Les changements climatiques: mythe ou réalité ? Conférence de l’Université Populaire du Vivarais

 

L’Université Populaire du Vivarais a organisé ce mardi 10 mai une conférence sur les changements climatiques animée par Walid Abboud, Professeur d’Université.

Devant un public très attentif, il a présenté un diaporama fort documenté en différenciant, dès le début de son exposé

  • la météorologie qui est l’étude des masses d’air,
  • et la climatologie qui est une science beaucoup plus complexe relevant de plusieurs sources scientifiques comme la paléontologie avec l’étude des fossiles et le carottage des sédiments sous forme de poussières ou le carottage glaciaire,
  • l’astronomie avec l’observation de la position de la Terre par rapport au soleil sur une période de 100 000 ans,
  • la chimie en comparant le taux  d’oxygène dans les glaciers ou l’élévation sans cesse croissante du cycle du carbone, les relevés de température sur 24 000 ans… D’ailleurs, le prix Nobel de physique 2021 a été attribué à trois chercheurs pour leurs travaux sur le climat.
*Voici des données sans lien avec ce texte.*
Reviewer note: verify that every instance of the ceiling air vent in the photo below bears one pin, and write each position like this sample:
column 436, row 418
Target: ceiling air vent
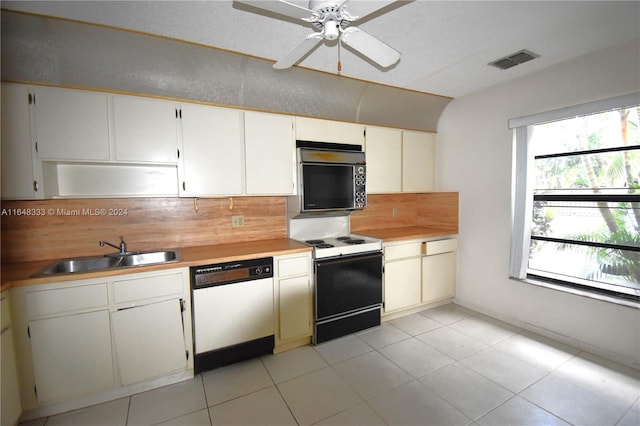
column 514, row 59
Depuis l’avènement de la révolution industrielle bien avant 1900, force est de constater que les conditions climatiques qui étaient alors relativement homogènes se sont considérablement dégradées au fil du temps.

 

La principale cause est l’élévation considérable du taux d’oxyde de carbone dans l’atmosphère puisqu’elle est estimée à 4 milliards de tonnes par an depuis 1950…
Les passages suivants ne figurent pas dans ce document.